You need to complete a physician assistant's master's degree program. These programs can last between 26 and 27 months. The Accreditation Review Commission on Education for the Physician Assistant (ARC-PA) reports that curricula can include coursework in behavior, physiology, biochemistry, pharmacology and microbiology. Other courses might include pulmonary medicine, ophthalmology, dermatology, pathology, and clinical decision-making.

Step 3: Meet State Licensing Requirements

All states require you to successfully pass the Physician Assistant National Certifying Exam (PANCE) and obtain the Physician Assistant-Certified credential, which is granted by the National Commission on Certification of Physician Assistants (NCCPA). Your examination will consist of a series of multiple-choice questions, which will test your knowledge of various surgical and medical procedures.

Step 4: Find Employment as a PA

Physician assistants are employed in virtually every area of medicine, including orthopedics, pediatrics, emergency medicine, geriatrics, gynecology, family medicine and internal medicine. You may find work in hospitals, clinics, prisons and outpatient centers. According to the U.S. Bureau of Labor Statistics (BLS), there were about 98,470 physician assistants working in the U.S. in May 2015 (www.bls.gov). Of those, about 58% worked in physician offices and 22% in medical and surgical hospitals. In addition, the BLS expects physician assistant jobs to grow by 30% during the 2014-2024 decade, which is much faster that average.
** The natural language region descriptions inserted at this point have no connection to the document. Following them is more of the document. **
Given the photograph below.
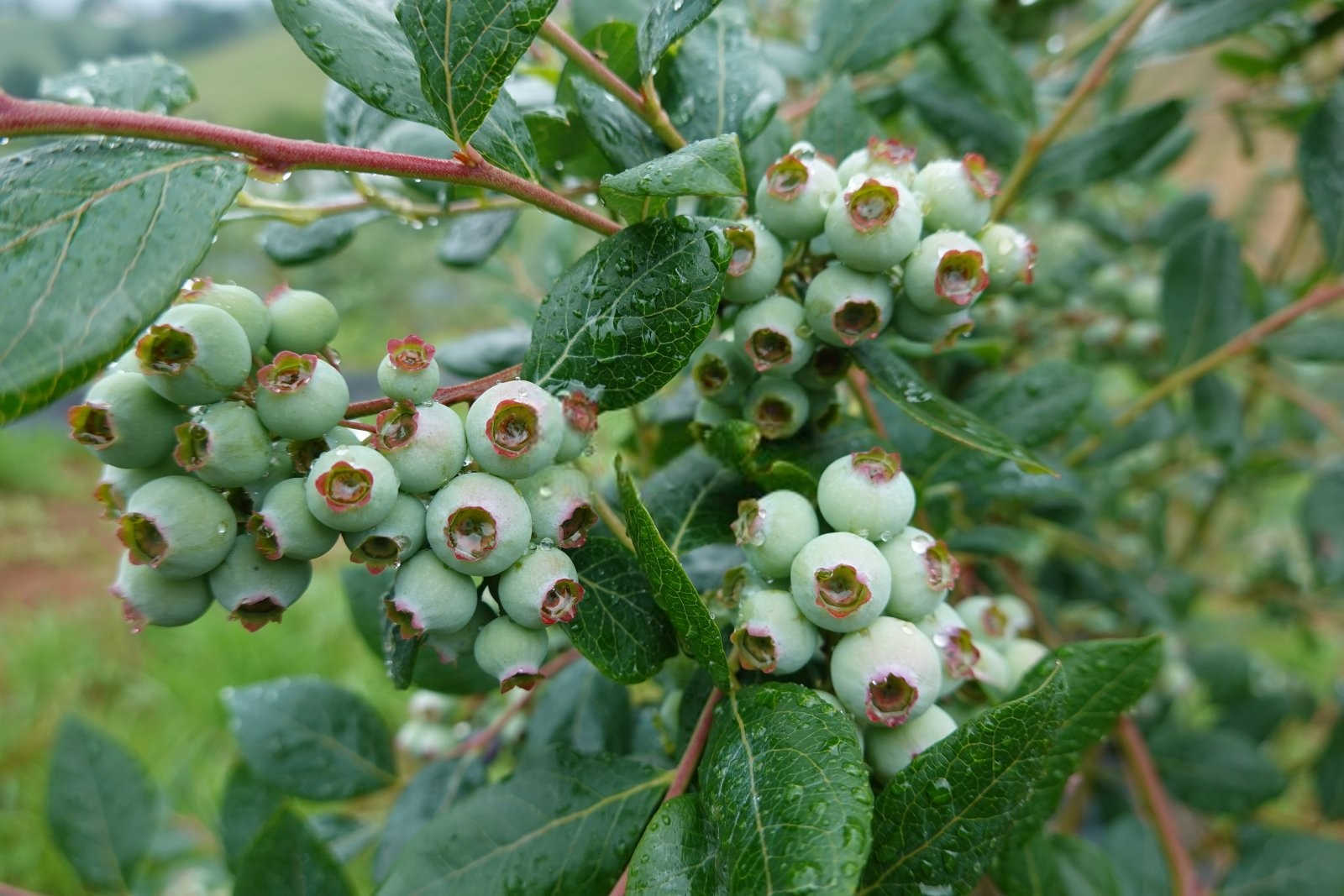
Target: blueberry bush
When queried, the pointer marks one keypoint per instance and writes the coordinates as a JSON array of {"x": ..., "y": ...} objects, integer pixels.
[{"x": 887, "y": 497}]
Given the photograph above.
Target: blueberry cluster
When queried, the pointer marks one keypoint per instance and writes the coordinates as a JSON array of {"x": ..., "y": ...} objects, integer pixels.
[
  {"x": 230, "y": 469},
  {"x": 871, "y": 595},
  {"x": 878, "y": 242}
]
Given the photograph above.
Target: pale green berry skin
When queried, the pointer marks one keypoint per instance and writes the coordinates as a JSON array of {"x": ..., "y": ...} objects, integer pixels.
[
  {"x": 887, "y": 651},
  {"x": 495, "y": 456},
  {"x": 221, "y": 355},
  {"x": 232, "y": 446},
  {"x": 356, "y": 515},
  {"x": 772, "y": 634},
  {"x": 239, "y": 302},
  {"x": 503, "y": 512},
  {"x": 721, "y": 372},
  {"x": 559, "y": 500},
  {"x": 951, "y": 199},
  {"x": 882, "y": 246},
  {"x": 853, "y": 500},
  {"x": 913, "y": 570},
  {"x": 813, "y": 584},
  {"x": 286, "y": 527},
  {"x": 508, "y": 651},
  {"x": 124, "y": 422},
  {"x": 768, "y": 335},
  {"x": 434, "y": 452},
  {"x": 541, "y": 589},
  {"x": 151, "y": 598},
  {"x": 396, "y": 537},
  {"x": 844, "y": 307},
  {"x": 300, "y": 322},
  {"x": 246, "y": 582},
  {"x": 192, "y": 521},
  {"x": 921, "y": 273},
  {"x": 756, "y": 265},
  {"x": 438, "y": 600},
  {"x": 890, "y": 750},
  {"x": 308, "y": 411},
  {"x": 777, "y": 406},
  {"x": 773, "y": 528}
]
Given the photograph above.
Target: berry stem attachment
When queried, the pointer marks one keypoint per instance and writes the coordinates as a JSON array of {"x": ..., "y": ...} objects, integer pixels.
[
  {"x": 34, "y": 118},
  {"x": 1088, "y": 85}
]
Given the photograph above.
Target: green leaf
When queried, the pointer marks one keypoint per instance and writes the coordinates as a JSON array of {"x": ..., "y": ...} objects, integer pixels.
[
  {"x": 1106, "y": 150},
  {"x": 857, "y": 35},
  {"x": 1320, "y": 165},
  {"x": 465, "y": 50},
  {"x": 144, "y": 83},
  {"x": 624, "y": 318},
  {"x": 703, "y": 168},
  {"x": 669, "y": 22},
  {"x": 433, "y": 790},
  {"x": 678, "y": 853},
  {"x": 311, "y": 738},
  {"x": 784, "y": 786},
  {"x": 620, "y": 627},
  {"x": 895, "y": 379},
  {"x": 671, "y": 586},
  {"x": 1203, "y": 291},
  {"x": 566, "y": 825},
  {"x": 101, "y": 806},
  {"x": 96, "y": 238},
  {"x": 286, "y": 859},
  {"x": 942, "y": 820}
]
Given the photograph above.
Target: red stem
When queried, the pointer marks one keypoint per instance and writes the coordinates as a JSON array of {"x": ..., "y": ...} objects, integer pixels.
[{"x": 31, "y": 117}]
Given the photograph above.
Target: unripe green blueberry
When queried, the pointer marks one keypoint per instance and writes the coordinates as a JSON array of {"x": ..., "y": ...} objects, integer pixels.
[
  {"x": 284, "y": 527},
  {"x": 407, "y": 372},
  {"x": 351, "y": 488},
  {"x": 255, "y": 590},
  {"x": 194, "y": 355},
  {"x": 425, "y": 445},
  {"x": 773, "y": 528},
  {"x": 393, "y": 539},
  {"x": 777, "y": 406},
  {"x": 515, "y": 429},
  {"x": 300, "y": 322},
  {"x": 239, "y": 302},
  {"x": 148, "y": 597},
  {"x": 867, "y": 493},
  {"x": 844, "y": 307},
  {"x": 756, "y": 265},
  {"x": 479, "y": 524},
  {"x": 887, "y": 673},
  {"x": 768, "y": 333},
  {"x": 890, "y": 750},
  {"x": 945, "y": 273},
  {"x": 178, "y": 526},
  {"x": 958, "y": 192},
  {"x": 874, "y": 223},
  {"x": 125, "y": 422},
  {"x": 840, "y": 582},
  {"x": 430, "y": 600},
  {"x": 559, "y": 503},
  {"x": 880, "y": 159},
  {"x": 225, "y": 445},
  {"x": 719, "y": 371},
  {"x": 793, "y": 195},
  {"x": 300, "y": 396},
  {"x": 922, "y": 573},
  {"x": 541, "y": 589},
  {"x": 511, "y": 653},
  {"x": 772, "y": 634},
  {"x": 1010, "y": 255}
]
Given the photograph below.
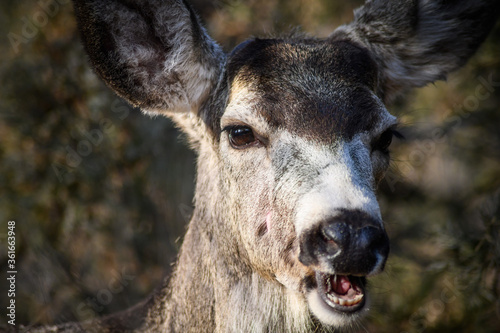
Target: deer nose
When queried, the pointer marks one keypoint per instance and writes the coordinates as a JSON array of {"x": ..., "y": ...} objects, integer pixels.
[{"x": 351, "y": 243}]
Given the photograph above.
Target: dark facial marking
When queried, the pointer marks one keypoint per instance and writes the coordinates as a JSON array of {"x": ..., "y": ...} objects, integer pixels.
[{"x": 317, "y": 89}]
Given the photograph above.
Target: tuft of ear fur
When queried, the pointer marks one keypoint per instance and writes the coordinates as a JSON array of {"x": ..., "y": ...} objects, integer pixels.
[
  {"x": 415, "y": 42},
  {"x": 153, "y": 53}
]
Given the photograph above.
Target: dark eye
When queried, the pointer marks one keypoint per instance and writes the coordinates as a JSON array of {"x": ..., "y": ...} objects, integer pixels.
[
  {"x": 241, "y": 137},
  {"x": 385, "y": 140}
]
The BLS also reports the average salary for physician assistants in May 2015 as $99,270. The highest-paying states include Nevada, Rhode Island, New Hampshire, North Dakota and Connecticut.

Step 5: Participate in Continuing Medical Education (CME) Courses

Continuing education courses are recommended as a way of remaining informed of improvements in technology and medicine. You'll also be required to complete 100 hours of continuing education in each 2-year interval to maintain your PA certification, as well as taking a recertification exam every 10 years.

What Are Some Related Alternative Careers?

A related career that requires a bachelor's degree is a registered nurse (RN). RNs provide patient care and patient support throughout their medical treatment. A couple of other similar careers are occupational therapists and speech-language pathologists. These positions require a master's degree. Occupational therapists work with patients who need to re-learn or develop skills to allow them to work and perform daily tasks. They may have lost these skills due to disability, injury or illness. Speech-language pathologists help patients suffering from communication or swallowing disorders. They diagnose and treat these issues, working to improve speech and swallowing abilities.